Here's NOAA's video laying out their forecast:
ArsTechnica spoke to hurricane scientist Phil Klotzbach, who agrees generally with NOAA, saying, "All in all, signs are certainly pointing towards an active season." Still, he notes a couple of signals that contradict that worrying outlook.
First off, Klotzbach notes that the surest sign of a rough hurricane season is when its earliest storms form in the deep tropics south of 25°N and east of the Lesser Antilles. "When you get storm formations here prior to June 1, it's typically a harbinger of an extremely active season." Fortunately, this year's hurricanes Arthur and Bertha, as well as the maybe-imminent Cristobal, formed outside this region. So there's that.

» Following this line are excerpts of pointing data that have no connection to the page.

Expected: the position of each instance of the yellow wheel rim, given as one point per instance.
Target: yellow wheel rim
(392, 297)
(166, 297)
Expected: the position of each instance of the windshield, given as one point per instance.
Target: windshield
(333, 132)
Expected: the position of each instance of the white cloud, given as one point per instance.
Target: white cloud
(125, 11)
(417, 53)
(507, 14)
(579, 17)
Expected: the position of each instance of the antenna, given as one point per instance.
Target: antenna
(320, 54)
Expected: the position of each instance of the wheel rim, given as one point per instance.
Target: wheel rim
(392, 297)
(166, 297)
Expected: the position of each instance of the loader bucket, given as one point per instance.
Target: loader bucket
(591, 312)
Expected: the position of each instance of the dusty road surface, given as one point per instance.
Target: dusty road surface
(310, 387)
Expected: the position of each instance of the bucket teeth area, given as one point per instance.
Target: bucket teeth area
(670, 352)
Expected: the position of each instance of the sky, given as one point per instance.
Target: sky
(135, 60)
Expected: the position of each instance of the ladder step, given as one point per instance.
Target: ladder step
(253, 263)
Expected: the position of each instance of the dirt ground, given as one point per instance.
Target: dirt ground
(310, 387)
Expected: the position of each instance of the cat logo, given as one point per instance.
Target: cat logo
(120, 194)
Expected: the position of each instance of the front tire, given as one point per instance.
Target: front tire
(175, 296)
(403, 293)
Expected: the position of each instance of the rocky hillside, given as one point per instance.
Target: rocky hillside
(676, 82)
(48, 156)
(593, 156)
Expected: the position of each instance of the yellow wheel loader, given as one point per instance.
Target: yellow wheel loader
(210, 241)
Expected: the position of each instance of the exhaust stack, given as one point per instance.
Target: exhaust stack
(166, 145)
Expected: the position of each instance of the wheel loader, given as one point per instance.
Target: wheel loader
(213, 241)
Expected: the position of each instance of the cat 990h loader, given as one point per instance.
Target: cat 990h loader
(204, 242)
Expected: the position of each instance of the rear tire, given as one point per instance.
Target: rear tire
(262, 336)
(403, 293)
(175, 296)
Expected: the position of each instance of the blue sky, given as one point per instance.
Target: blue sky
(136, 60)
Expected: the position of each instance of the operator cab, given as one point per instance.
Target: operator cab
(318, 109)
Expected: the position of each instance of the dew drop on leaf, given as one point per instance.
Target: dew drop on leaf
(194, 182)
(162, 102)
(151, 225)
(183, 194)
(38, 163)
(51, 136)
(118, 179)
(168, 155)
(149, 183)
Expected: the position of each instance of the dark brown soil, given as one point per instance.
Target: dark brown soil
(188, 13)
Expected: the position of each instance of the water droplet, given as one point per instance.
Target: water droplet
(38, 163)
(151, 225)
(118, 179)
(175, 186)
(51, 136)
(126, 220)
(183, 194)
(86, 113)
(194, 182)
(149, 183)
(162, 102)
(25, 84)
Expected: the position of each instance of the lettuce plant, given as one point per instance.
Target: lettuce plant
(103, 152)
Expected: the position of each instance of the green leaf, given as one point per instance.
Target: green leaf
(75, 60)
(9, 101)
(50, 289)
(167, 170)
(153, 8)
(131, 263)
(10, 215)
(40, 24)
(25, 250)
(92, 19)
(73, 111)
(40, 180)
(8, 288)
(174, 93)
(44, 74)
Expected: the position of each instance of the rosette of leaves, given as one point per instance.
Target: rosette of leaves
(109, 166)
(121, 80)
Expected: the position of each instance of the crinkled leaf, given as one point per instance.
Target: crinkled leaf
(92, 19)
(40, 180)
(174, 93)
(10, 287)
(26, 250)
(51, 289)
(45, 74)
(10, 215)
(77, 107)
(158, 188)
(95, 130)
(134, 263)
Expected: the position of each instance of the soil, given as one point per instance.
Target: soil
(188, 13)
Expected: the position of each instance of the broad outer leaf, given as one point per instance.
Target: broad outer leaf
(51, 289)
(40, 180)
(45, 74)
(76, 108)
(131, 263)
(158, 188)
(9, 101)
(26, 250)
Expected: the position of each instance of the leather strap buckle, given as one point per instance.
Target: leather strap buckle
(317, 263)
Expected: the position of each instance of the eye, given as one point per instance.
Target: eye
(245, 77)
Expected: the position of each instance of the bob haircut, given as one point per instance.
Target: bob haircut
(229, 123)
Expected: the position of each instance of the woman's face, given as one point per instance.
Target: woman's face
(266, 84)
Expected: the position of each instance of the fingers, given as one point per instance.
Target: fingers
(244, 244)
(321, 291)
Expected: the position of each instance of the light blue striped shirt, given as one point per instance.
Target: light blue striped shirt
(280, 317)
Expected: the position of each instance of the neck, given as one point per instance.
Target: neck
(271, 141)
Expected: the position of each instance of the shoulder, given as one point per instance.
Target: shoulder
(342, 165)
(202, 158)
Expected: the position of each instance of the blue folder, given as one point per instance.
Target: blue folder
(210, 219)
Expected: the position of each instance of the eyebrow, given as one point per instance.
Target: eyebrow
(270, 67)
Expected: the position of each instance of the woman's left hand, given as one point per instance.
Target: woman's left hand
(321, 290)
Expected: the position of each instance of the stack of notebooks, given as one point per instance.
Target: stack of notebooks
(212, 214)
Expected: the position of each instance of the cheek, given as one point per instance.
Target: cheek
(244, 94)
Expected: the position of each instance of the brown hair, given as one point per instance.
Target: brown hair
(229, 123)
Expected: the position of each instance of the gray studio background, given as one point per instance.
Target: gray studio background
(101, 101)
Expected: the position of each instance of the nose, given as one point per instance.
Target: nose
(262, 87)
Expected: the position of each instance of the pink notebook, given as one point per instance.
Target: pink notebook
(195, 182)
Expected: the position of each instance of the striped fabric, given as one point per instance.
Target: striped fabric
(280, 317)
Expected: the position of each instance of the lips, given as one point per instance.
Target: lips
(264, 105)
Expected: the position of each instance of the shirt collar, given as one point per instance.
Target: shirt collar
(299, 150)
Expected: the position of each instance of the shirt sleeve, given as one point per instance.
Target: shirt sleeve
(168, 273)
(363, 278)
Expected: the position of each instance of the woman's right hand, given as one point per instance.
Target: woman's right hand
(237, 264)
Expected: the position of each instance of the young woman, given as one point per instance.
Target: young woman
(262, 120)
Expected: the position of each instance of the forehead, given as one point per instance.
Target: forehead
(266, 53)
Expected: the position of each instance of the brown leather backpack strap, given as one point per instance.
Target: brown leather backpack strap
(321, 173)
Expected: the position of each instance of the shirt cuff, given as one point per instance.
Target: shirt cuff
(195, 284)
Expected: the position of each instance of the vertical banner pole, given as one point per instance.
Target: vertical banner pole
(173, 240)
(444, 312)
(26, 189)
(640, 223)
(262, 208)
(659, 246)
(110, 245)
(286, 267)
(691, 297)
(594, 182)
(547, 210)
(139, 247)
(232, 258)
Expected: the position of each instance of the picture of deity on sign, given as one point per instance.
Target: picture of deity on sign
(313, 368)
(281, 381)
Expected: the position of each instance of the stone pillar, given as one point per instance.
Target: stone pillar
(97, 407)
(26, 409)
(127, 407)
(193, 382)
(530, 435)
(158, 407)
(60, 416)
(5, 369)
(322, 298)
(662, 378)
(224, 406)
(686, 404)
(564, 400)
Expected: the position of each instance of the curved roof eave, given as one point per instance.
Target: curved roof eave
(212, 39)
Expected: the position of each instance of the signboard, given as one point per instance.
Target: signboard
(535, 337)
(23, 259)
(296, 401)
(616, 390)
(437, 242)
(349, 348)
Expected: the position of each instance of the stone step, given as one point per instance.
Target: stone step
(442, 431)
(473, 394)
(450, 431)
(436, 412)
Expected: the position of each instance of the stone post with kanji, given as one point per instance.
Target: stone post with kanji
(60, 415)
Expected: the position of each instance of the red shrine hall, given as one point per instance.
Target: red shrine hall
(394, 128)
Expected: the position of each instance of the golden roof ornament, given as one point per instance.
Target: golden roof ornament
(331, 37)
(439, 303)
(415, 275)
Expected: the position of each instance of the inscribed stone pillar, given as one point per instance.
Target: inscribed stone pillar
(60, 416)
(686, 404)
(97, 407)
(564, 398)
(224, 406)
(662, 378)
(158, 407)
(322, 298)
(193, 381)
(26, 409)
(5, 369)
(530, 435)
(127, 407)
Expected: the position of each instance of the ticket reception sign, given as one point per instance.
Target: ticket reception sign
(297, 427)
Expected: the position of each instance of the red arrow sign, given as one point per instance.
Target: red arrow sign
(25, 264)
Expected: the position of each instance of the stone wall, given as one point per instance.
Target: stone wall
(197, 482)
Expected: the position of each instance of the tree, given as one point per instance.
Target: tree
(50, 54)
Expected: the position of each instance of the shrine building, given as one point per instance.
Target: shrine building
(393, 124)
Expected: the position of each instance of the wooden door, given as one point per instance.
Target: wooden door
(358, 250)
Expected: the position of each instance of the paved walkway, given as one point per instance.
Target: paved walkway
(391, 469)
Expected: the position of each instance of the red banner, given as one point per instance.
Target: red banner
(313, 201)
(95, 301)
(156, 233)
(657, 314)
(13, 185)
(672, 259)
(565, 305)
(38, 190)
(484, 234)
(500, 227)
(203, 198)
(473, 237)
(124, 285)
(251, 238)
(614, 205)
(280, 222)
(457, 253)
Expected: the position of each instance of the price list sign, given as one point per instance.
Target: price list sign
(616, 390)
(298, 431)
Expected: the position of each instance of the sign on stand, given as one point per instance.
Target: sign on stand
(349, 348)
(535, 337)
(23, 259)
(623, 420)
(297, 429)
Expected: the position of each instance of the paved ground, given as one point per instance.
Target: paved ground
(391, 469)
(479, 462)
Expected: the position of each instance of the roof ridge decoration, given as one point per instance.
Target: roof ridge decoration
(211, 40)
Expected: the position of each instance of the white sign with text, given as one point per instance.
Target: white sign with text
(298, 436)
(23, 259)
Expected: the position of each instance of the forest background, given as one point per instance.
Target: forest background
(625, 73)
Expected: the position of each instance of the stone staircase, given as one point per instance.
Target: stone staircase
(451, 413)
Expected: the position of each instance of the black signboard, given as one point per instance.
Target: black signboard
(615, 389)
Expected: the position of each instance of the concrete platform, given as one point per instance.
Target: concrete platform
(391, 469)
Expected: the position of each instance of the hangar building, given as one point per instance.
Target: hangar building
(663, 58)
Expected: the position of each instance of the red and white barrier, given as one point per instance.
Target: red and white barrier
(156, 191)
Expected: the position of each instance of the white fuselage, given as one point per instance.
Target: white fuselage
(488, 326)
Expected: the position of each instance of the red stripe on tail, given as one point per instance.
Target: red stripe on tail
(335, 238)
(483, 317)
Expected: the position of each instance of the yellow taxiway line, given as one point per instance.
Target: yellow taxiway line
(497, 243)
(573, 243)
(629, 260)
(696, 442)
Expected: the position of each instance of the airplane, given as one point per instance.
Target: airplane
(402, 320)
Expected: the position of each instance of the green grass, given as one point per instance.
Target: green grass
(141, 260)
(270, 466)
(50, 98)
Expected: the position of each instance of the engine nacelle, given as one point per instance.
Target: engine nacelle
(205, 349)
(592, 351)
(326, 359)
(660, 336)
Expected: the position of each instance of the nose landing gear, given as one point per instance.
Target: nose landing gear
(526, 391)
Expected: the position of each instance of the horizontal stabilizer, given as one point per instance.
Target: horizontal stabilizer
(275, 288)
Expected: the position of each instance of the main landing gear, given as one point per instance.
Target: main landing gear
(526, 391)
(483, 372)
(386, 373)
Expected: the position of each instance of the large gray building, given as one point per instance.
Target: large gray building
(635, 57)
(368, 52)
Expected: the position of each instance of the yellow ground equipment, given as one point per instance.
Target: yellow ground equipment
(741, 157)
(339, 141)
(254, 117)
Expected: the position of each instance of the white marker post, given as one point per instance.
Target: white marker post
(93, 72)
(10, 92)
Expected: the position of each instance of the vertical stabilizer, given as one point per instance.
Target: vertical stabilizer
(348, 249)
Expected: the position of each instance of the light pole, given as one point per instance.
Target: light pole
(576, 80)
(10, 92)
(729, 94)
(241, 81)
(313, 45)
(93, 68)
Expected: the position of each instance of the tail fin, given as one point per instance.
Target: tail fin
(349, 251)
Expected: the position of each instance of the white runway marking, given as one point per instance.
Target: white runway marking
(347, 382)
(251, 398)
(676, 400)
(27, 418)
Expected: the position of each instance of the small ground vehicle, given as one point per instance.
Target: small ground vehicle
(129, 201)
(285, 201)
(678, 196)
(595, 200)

Second, Klotzbach notes that the correlation between early storm activity and a season's number of storms and intensities, is actually slightly negative. So while statistical connections aren't strongly predictive, there's at least some reason to think these early storms may augur an easy season ahead.
Image source: NOAA
Batten down the hatches early
If 2020's taught us anything, it's how to juggle multiple crises at once, and layering an active hurricane season on top of SARS-CoV-2 — not to mention everything else — poses a special challenge. Warns Treasury Secretary Wilbur Ross, "As Americans focus their attention on a safe and healthy reopening of our country, it remains critically important that we also remember to make the necessary preparations for the upcoming hurricane season." If, as many medical experts expect, we're forced back into quarantine by additional coronavirus waves, the oceanic waves slamming against our shores will best be met by storm preparations put in place in a less last-minute fashion than usual.
Ross adds, "Just as in years past, NOAA experts will stay ahead of developing hurricanes and tropical storms and provide the forecasts and warnings we depend on to stay safe."
Let's hope this, at least, can be counted on in this crazy year.